Paper published about the results from the Help Cure Muscular Dystrophy project


A paper about the first phase of the Help Cure Muscular Dystrophy project and its initial results was published in the journal “PLOS Computational Biology” on December 5, 2013, Volume 9, Issue 12.



Paper Title:

"Protein-Protein Interactions in a Crowded Environment: An Analysis via Cross-Docking Simulations and Evolutionary Information"

Lay Person Abstract:

Understanding the relationship among proteins in a cell is an important key to understanding the life processes within cells and consequently how diseases manifest themselves. The researchers for the first phase of the Help Cure Muscular Dystrophy project have published a paper about their initial findings regarding the physical interactions of 168 proteins, used to validate their approach to be applied to the second phase of their project dealing with proteins associated with neuromuscular diseases such as muscular dystrophy. They have published their analysis of protein-to-protein interactions, the methods used and have provided data and software to other scientists on their web site.

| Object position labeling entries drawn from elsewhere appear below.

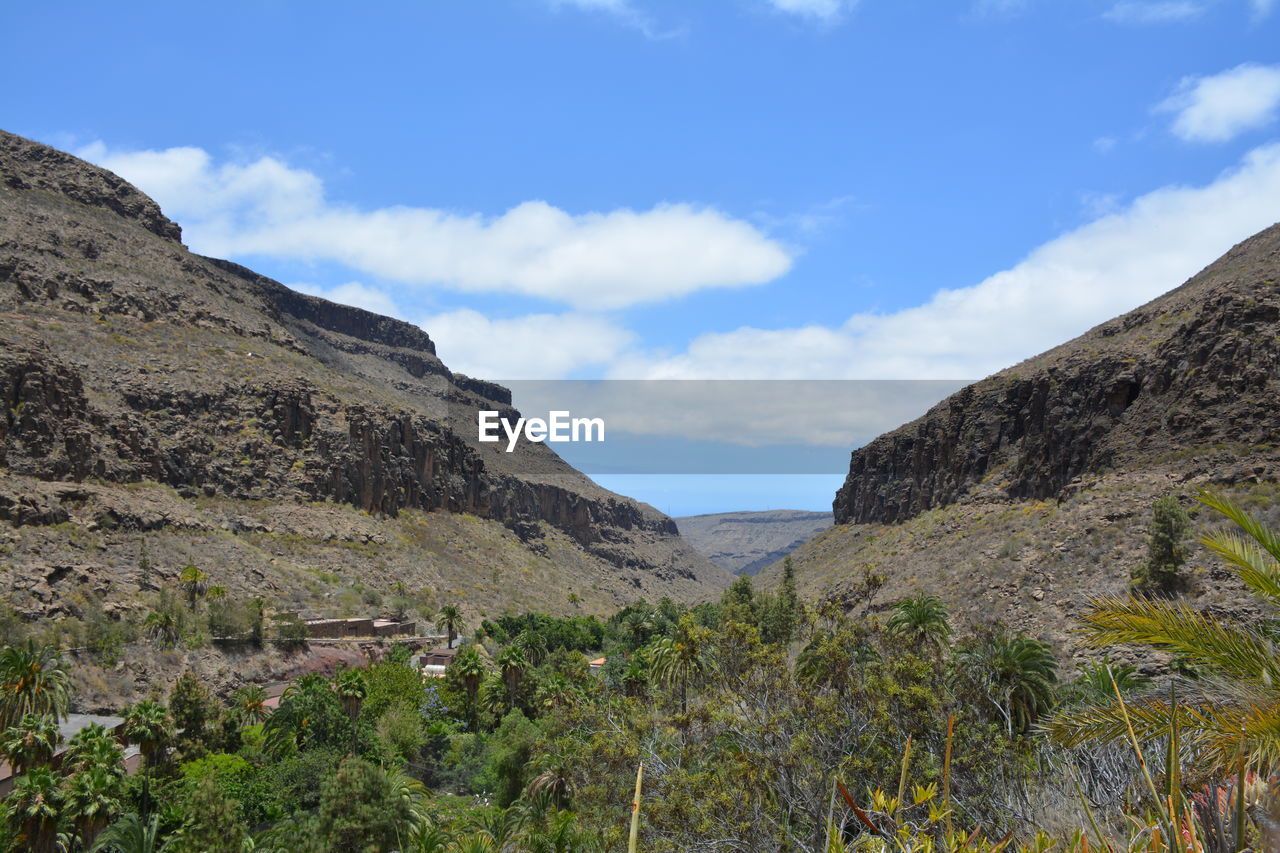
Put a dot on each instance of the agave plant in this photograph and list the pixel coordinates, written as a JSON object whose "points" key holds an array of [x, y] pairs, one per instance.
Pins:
{"points": [[1235, 707]]}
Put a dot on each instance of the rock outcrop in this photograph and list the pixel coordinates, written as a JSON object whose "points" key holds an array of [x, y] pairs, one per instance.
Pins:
{"points": [[1189, 372], [128, 360]]}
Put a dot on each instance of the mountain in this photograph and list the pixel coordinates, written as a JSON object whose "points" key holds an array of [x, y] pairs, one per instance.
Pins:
{"points": [[310, 452], [1031, 491], [746, 542]]}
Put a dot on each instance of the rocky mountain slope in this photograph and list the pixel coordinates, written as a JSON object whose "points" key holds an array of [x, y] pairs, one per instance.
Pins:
{"points": [[746, 542], [289, 446], [1025, 493]]}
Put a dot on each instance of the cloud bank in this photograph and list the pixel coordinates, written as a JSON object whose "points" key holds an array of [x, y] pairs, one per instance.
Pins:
{"points": [[1221, 106], [599, 260], [1059, 291]]}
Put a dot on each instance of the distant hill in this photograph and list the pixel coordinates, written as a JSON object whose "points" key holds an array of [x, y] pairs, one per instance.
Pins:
{"points": [[748, 542], [1027, 493]]}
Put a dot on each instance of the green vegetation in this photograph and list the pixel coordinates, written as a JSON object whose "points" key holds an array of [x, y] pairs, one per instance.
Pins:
{"points": [[1166, 548], [762, 725]]}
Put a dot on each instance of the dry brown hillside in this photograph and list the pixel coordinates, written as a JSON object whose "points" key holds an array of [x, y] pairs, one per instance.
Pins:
{"points": [[1028, 492]]}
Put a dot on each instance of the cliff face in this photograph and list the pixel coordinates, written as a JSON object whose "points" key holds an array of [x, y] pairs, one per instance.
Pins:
{"points": [[128, 360], [1191, 370], [1024, 495]]}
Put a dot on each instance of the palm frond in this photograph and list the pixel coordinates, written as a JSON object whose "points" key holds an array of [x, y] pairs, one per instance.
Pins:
{"points": [[1173, 626], [1266, 537], [1253, 564]]}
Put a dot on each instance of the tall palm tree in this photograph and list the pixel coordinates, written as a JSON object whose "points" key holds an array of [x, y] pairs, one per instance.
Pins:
{"points": [[351, 688], [94, 746], [676, 660], [33, 806], [91, 798], [193, 583], [449, 620], [149, 725], [32, 680], [32, 742], [513, 665], [248, 702], [1237, 702], [470, 670], [164, 626], [1016, 673], [922, 621], [129, 834]]}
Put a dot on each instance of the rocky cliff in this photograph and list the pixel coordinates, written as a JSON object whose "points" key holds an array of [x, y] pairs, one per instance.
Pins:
{"points": [[1183, 374], [152, 392], [1024, 495]]}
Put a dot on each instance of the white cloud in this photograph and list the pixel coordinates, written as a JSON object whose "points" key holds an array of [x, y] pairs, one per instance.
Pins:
{"points": [[353, 293], [538, 346], [1221, 106], [823, 10], [1059, 291], [592, 260], [1147, 13]]}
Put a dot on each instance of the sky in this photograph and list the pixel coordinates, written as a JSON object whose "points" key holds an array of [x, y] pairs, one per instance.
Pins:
{"points": [[730, 190]]}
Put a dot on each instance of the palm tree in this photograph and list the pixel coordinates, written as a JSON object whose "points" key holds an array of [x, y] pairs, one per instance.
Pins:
{"points": [[193, 583], [1016, 673], [554, 778], [250, 703], [676, 660], [351, 688], [91, 799], [129, 834], [449, 620], [33, 806], [149, 725], [1237, 703], [922, 621], [94, 747], [32, 680], [32, 742], [164, 626], [512, 664], [470, 670]]}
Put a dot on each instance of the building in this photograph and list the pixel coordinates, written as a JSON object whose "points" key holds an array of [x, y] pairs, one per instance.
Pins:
{"points": [[68, 728]]}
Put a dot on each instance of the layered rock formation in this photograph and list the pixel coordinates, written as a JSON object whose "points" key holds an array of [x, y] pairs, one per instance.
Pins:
{"points": [[1024, 495], [128, 365]]}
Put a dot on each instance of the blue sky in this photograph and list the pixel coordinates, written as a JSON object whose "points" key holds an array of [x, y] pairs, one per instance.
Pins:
{"points": [[741, 188]]}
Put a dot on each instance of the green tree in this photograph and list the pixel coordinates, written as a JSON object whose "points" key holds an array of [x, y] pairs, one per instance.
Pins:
{"points": [[351, 688], [680, 658], [32, 680], [449, 620], [1239, 702], [129, 834], [33, 808], [469, 669], [922, 621], [195, 583], [94, 748], [32, 742], [362, 810], [211, 822], [149, 725], [248, 703], [192, 707], [1166, 548], [1016, 674], [90, 801]]}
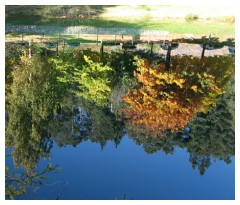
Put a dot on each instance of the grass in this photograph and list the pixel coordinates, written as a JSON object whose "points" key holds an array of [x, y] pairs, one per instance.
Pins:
{"points": [[145, 17]]}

This was all possible with the help of World Community Grid members who contributed their spare computer time to these calculations.

Technical Abstract:

Large-scale analyses of protein-protein interactions based on coarse-grain molecular docking simulations and binding site predictions resulting from evolutionary sequence analysis, are possible and realizable on hundreds of proteins with variate structures and interfaces. We demonstrated this on the 168 proteins of the Mintseris Benchmark 2.0. On the one hand, we evaluated the quality of the interaction signal and the contribution of docking information compared to evolutionary information showing that the combination of the two improves partner identification. On the other hand, since protein interactions usually occur in crowded environments with several competing partners, we realized a thorough analysis of the interactions of proteins with true partners but also with non-partners to evaluate whether proteins in the environment, competing with the true partner, affect its identification. We found three populations of proteins: strongly competing, never competing, and interacting with different levels of strength. Populations and levels of strength are numerically characterized and provide a signature for the behavior of a protein in the crowded environment. We showed that partner identification, to some extent, does not depend on the competing partners present in the environment, that certain biochemical classes of proteins are intrinsically easier to analyze than others, and that small proteins are not more promiscuous than large ones. Our approach brings to light that the knowledge of the binding site can be used to reduce the high computational cost of docking simulations with no consequence in the quality of the results, demonstrating the possibility to apply coarse-grain docking to datasets made of thousands of proteins. Comparison with all available large-scale analyses aimed to partner predictions is realized. We release the complete decoys set issued by coarse-grain docking simulations of both true and false interacting partners, and their evolutionary sequence analysis leading to binding site predictions.